I AM UNSURE IF I EVER TRULY INTENDED TO KILL YOU. IT WAS MY OBJECTIVE, BUT . . . THEN THERE WAS THE WHISTLE -- THE WHISTLE AND PERHAPS SOME OF YOUR WORDS. THE WHISTLE IS THE MARK OF AN ALLY, A FRIEND, OF SOMEONE WHO HAS NOT BETRAYED ME, BUT, IN THIS CASE, ONE WHOM I HAVE BETRAYED. THEN THERE WAS WHAT YOU SAID A FEW HOURS AGO. IT DID NOT MATTER THAT YOU FELT BETRAYED BY HOW YOU HAD BEEN USED. IT DID NOT CANCEL OUT YOUR OBEDIENCE TO THE OATH YOU TOOK.

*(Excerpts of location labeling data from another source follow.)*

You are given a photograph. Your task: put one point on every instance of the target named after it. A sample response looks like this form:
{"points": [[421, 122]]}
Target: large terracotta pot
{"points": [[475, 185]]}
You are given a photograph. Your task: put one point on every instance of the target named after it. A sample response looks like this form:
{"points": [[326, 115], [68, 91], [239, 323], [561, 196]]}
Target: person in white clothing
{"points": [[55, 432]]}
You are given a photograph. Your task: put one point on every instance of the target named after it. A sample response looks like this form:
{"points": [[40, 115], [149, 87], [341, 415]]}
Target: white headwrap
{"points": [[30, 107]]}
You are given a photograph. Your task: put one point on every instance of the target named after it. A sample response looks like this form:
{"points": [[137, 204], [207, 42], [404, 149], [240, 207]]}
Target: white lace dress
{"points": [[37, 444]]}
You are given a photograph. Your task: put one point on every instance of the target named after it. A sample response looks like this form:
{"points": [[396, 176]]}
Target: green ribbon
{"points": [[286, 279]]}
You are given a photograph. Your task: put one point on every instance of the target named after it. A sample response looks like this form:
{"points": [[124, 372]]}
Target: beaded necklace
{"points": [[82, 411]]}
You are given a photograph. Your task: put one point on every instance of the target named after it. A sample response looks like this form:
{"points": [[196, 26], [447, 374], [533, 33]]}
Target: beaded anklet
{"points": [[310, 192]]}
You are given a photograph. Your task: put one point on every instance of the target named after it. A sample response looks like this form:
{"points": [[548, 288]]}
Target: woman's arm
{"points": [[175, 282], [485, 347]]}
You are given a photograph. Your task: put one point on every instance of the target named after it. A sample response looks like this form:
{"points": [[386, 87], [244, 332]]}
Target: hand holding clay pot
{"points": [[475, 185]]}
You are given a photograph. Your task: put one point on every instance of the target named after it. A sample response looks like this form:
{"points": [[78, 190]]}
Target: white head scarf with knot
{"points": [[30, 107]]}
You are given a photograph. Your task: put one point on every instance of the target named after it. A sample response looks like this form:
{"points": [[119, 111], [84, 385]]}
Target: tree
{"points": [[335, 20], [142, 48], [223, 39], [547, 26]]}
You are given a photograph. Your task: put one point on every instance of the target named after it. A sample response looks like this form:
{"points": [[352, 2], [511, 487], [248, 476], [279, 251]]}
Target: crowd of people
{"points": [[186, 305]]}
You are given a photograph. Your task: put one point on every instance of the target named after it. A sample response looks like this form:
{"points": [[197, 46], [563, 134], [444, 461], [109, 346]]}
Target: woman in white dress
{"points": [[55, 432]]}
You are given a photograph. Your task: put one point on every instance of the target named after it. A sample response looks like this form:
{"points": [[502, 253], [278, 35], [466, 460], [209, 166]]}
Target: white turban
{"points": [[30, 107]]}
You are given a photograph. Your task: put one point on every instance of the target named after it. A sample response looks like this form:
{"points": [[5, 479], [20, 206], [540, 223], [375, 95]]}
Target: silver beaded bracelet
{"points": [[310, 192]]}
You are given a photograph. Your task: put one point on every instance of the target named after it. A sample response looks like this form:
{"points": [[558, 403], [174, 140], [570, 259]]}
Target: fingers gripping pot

"But you never took the oath. You were made this way. You're a tool."
NO. I AM A D
OG, AND I TOOK AN OATH FAR OLDER AND MORE SACRED THAN ANY YOUR EMPIRE GIVES CREEDENCE TO. I WAS BORN WITH AN OBLIGATION TO MAN, AND I WILL NOT VIOLATE IT EVEN IF I HAVE GROWN WEARY OF MY LABORS. PART OF BEING A MAN IS BEING ABLE TO PUT DOWN YOUR OWN DOG WHEN THAT TERRIBLE DAY COMES AND SUCH A MERCY IS NECESSARY. YOU ARE MY MAN, AND YOU ARE WORTHY. I WILL NOT STOP YOU.
Paul looked over at the dog lying next to him and considered again the knife in his sheath.
"You are a useless bastard, Ramos. Pathetic!"
Paul shrugged at Major Reiser, standing next to him virtually. The major was in orbit, on the last IAF ship, about to head outbound to the wormhole gate. "I'm really sorry, Major. I almost had the damned thing, but it got away."
"Well, so did your last hope to restore your honor, Lieutenant. I said before that I'd leave you on that rock, and I meant it! You will stay there until you can present that animal's head to the Imperial magistrate in the capitol, and then you will get a ride home when we get around to sending one. You are disgraced, stranded in hell with it, Ramos, and salvation will be a long time coming. Good bye and good riddance." The major gave a nasty grin and then vanished.
Paul let himself smile, gave a sharp salute to the sky, and then picked up the cable lying in the dirt. He attached it to his temple with hardly any discomfort. 207 padded out from behind a building to where they both stood, on the outskirts of Settler's Vale. "I'm gonna get you one day, mutt. But after a nice long rest, I think."
IN ONE OF YOUR LESS TAWDRY DREAMS, PERHAPS. The hellhound looked back into town and then back at him. ANY CHANCE YOU'LL REGRET BEING RELEGATED TO THE "STICKS" IN DISGRACE?
Paul looked into town as well, his gaze lingering on the form of the girl who had smiled at him the night before. "A plump local girl and a couple of precocious farm hands," he said, remembering. He looked back at 207. "Hey, dog, do you like fishing?"